Berarti kalau Kepri saat ini dihuni oleh sekitar 1,6 juta jiwa, maka
ada 160 jenius yang telah terlahir di Kepri! Lantas di manakah mereka
berada? Mengapa kita baru menemukan bahwa ternyata baru ada empat
anak-anak Kepri yang berhasil menunjukkan kejeniusan mereka di forum
internasional? Ke mana 156 jenius Kepri lainnya?
Saya kembali mendalami analisa Prof Yohanes Surya. Ternyata, para
jenius ini disebutkan bisa pudar dengan sendirinya karena terbiarkan.
Kejeniusan seseorang diukur tingkat IQ-nya yang minimal 140, dan tidak
mempunyai korelasi dengan standar gizi yang dikonsumsi sehari-hari. Jadi
dengan kata lain, semiskin apapun mereka, asupan gizi yang pas-pasan
pun yang mereka dapatkan, namun bila ternyata Allah SWT mengkaruniakan
mereka berkah kejeniusan, maka mereka akan tetap membawa bakat itu. Juga
bisa diartikan, jenius adalah bakat alam yang dibawa sejak manusia itu
dilahirkan. Tapi yang jadi masalah, lanjut Prof Yohanes Surya, ternyata
sebagian terbesar anak-anak jenius ini tidak diolah, dilatih dan dididik
secara benar.
Orangtua dan Sekolah
Membaca ide-ide yang disampaikan oleh Thomas Armstrong sungguh
menarik dan menggugah pikiran. Saya terutama tercenung begitu mendapat
kesimpulan dari buku itu, bahwa pembunuh kejeniusan seorang anak adalah
orang tua dan sekolah. Padahal orang tua dan sekolah adalah dua kelompok
terdekat bagi seorang anak, yang bahkan sampai saat ini dianggap,
justru menjadi kekuatan yang akan mengantarkan seorang anak menemukan
kejeniusan mereka. Artinya, memang kembali seperti kata pepatah, ikan
yang enak, akan menjadi gurih bila disentuh oleh tangan koki yang mahir.
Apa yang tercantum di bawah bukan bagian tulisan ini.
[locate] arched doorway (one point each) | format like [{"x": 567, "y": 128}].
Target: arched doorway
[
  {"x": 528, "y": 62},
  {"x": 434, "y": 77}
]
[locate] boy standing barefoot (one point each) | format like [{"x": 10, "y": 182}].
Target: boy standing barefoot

Tapi sebaliknya, akan menjadi sekadar santapan biasa bila tak diolah
dengan baik.
Demikian juga dengan kejeniusan. Mungkin sudah betapa banyak
jenius-jenius alam di Kepri yang lahir kemudian tersiakan karena tidak
mendapatkan penanganan dari orang tua dan sekolah secara semestinya.
Mengapa demikian? Tentu ada baiknya saya berusaha menjelaskan secara
garis besar pokok-pokok pikiran Thomas Armstrong dalam buku Awakening
Genius in The Classroom tersebut. Thomas percaya bahwa kata jenius tidak
lagi bisa diidentikan dengan mereka yang memiliki IQ di atas skore 130.
Thomas menjelaskan bahwa kata jenius berasal dari bahasa Yunani dan
bahasa Latin yang berarti memperanakkan, dilahirkan atau dijadikan. Kata
ini juga diartikan meriah, memeriahkan, riang gembira, dan membantu
pertumbuhan. Dalam dunia pendidikan kata jenius berarti ”melahirkan
kegembiraan dalam belajar”.
Bertolak dari situ, maka Thomas Amstrong sampai pada kesimpulan bahwa
kejeniusan anak akan muncul bila ia mengalami kegembiraan dalam
belajar, mengalami kegembiraan dengan kemajuan dan pertumbuhan yang
mereka alami. Setidaknya, ada 12 ciri kejeniusan itu: rasa ingin tahu
yang besar, jenaka, imajinatif, kreatif, rasa takjub, bijaksana, penuh
daya cipta, penuh vitalitas, peka, fleksibel, humoris, dan gembira.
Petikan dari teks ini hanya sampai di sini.